Sin embargo, el esta oda a la lectura y ante los magros resultados en cuanto a las habilidades que le son consustanciales, cabe esbozar una pregunta que se corresponde con lo anterior: ¿Por qué buena cantidad de individuos y sociedades no tienen arraigado el hábito de la lectura, ni valoran al libro como una fuente de saberes, diversidad y tolerancia? Ello no solo es un problema de gestión pública y de recursos presupuestales destinados al libro y al fomento de la lectura. Es, ante todo, un problema relacionado con la modalidad de proceso civilizatorio que se desea construir en una sociedad y que –sin duda– ello remite a la formación de ciudadanos no solo informados, sino capaces de construir conocimientos sobre su entorno. Supone, también, remontar el malestar en la teoría y con la teoría; ese abierto desprecio de las sociedades subdesarrolladas que hace del conocimiento un ornato, un adorno distante del mundo fenoménico. Dicha actitud se fundamenta en la trivial división entre teoría y práctica. Es una especie de esquizofrenia que nutre, en la sociedad contemporánea, la instauración de una ignorancia tecnologizada que el ciberleviatán masifica en aras de la despolitización de la sociedad.

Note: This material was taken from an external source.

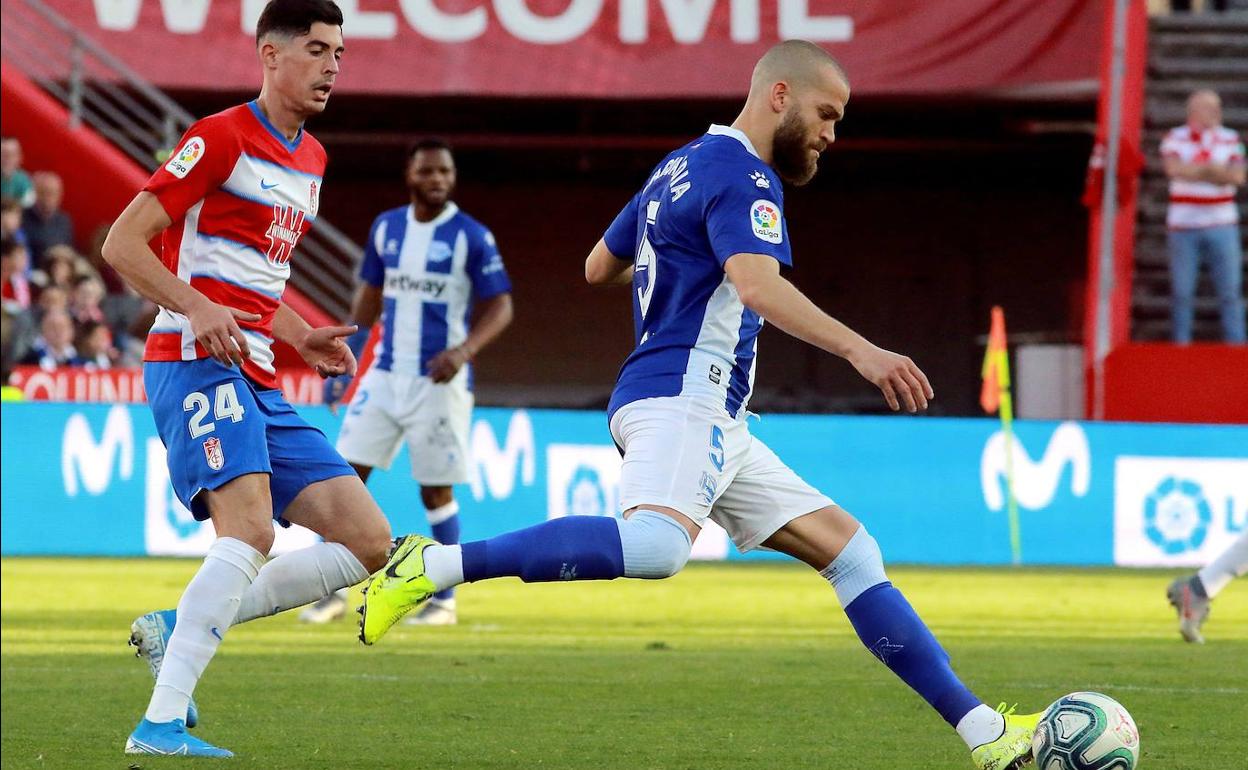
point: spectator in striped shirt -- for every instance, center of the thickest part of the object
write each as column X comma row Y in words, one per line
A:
column 1204, row 162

Dejar atrás el entendimiento fragmentario de lo leído y la falta de comprensión lectora, es un imperativo para arraigar en una sociedad subdesarrollada como México amplias posibilidades de cambio social a través de la palabra. Sin ello, los círculos vicios de la vida pública y de la praxis política reducida a una parodia, se reproducirán como espiral interminable y seremos aplastados por una (in)cultura política del odio, la mentira, el rumor y la conspiranoía. Sin la lectura y su comprensión, estaremos lejos del arte de aprender a aprender y de asumir al conocimiento como motor de la transformación social. No se trata solo de descifrar signos escritos, sino de construir o apropiarse de un lenguaje (conceptos y categorías) para explicar e interpretar la realidad; y ello se relaciona con las vivencias y experiencias cotidianas de los ciudadanos; así como con las posibilidades de (de)construir el poder y ejercer la praxis política.
Académico en la Universidad Nacional Autónoma de México.